La mer est pareille...

 

La mer est pareille au vent qui déchire

Les sources de l'ombre en son fol empire -

Et rien n'y sera comme avant -

Si la mer s'y mêle au souffle du vent.

 

 


 

O Désir!...

 

O Désir! O grand Touble! O turbulence extrême!

O Servitude! O Force en la Beauté que j'aime!

O Gloire de l'Espace! O Soleil d'or béni!
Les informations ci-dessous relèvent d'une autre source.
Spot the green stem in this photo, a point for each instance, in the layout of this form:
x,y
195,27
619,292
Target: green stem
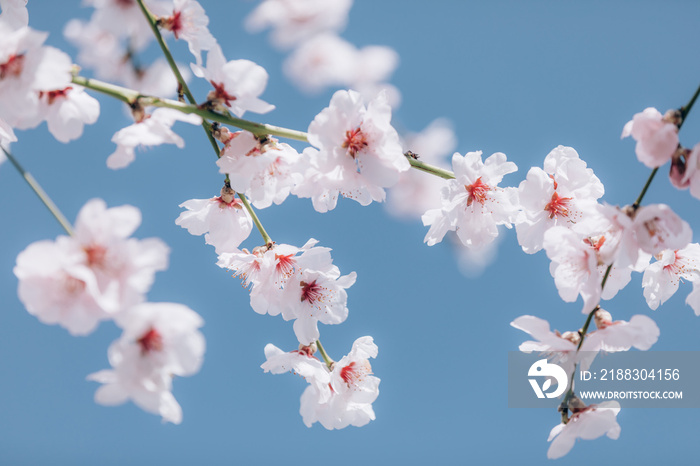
x,y
329,362
36,187
255,218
O Mer! O Vigilance! O Flot que le vent sonde!

O Tendresse d'un monde
Où rêve l'Infini!

 


 

 

 

Mauges

 

Nul horizon que l'homme atteint

N'abolira le charme étrange

Des chères Mauges, Augustin,

Où s'élabore, sans mélange,

Le calme nu de ton destin.

 

 


 

 

  QUE T'IMPORTENT LES FEUX...

 

Que t'importent les feux qui brillent sur la mort

Si celui qui t'agite est le plus fort encor -

 Quand il ne restera dans l'ombre que le vent

Pour faire fuir la mer dans le soleil levant!...

 


 

ET LA TERRE ET LE CIEL...

 

Et la terre et le ciel et la rose trémière

Et le coeur qui s'en va se perdre en la lumière,

N'en peuvent plus de croire au grand soleil levant

Qui viendra te livrer son âme comme avant!

 


LA MER

 

La mer toujours vivante

Et ses mortels embruns, -

Prend mon âme en amante,

Avec ses rochers bruns!

 


LAVANDIERE

 

Lave ton linge en le lavoir,

Et, pour garder pure ton âme,

Lave sa ténébreuse flamme

En l'eau lustrale du miroir!

 


 

ET LA MORT

 

Et la Mort, quittant l'or qui brille sur sa rive,

Lorsqu'éclate son coeur tragique dans le soir, -

S'installe en la mouvance d'ombre qui dérive

En l'âme où le désert des mortels jours vient choir!

 


 

A

L'Ile

Illiec

 

Ile Illiec! que n'as-tu vu

Gine et Maurice un jour s'y rendre,

Près d'une mer tellement tendre

Que nul oiseau qui s'y vient prendre

Ne s'y sente à jamais perdu!

 

(14-6-2004, près des peupliers, 17h 15)

 


 

RENARD

 

Au piège pris par la dent dure

Du bel acier plus fort que toi,

Je te regarde, - et ta morsure

Intérieure et sans souillure

M'arrache comme une blessure

Qui me glace l'âme d'effroi!

 


 

Balancement

 

Je rêve d'un désert où passent des colombes

Fuyant l'épouvantable alignement des tombes!

 

Et l'émouvante Mer mourante à mes pieds nus

Ramène en elle l'or des horizons perdus!

 

Et le chant de la Source est pareil à celui

D'un Soleil plein d'un dieu qui va se perdre en lui!...

(Août 2004)

 


 

(Plus précieuse,...)

 

Plus précieuse, en moi, Ta Main de ne pouvoir

Quêtre Lumière et Force d'Ame dans le noir!

 

Tes deux Mains vers le Ciel immensément tendues, -

Tes deux si chères Mains à mon regard perdues!

 

Ta Main, comme un Soleil au fond de ma mémoire,

Eclaire mon Amour d'une éternelle Gloire!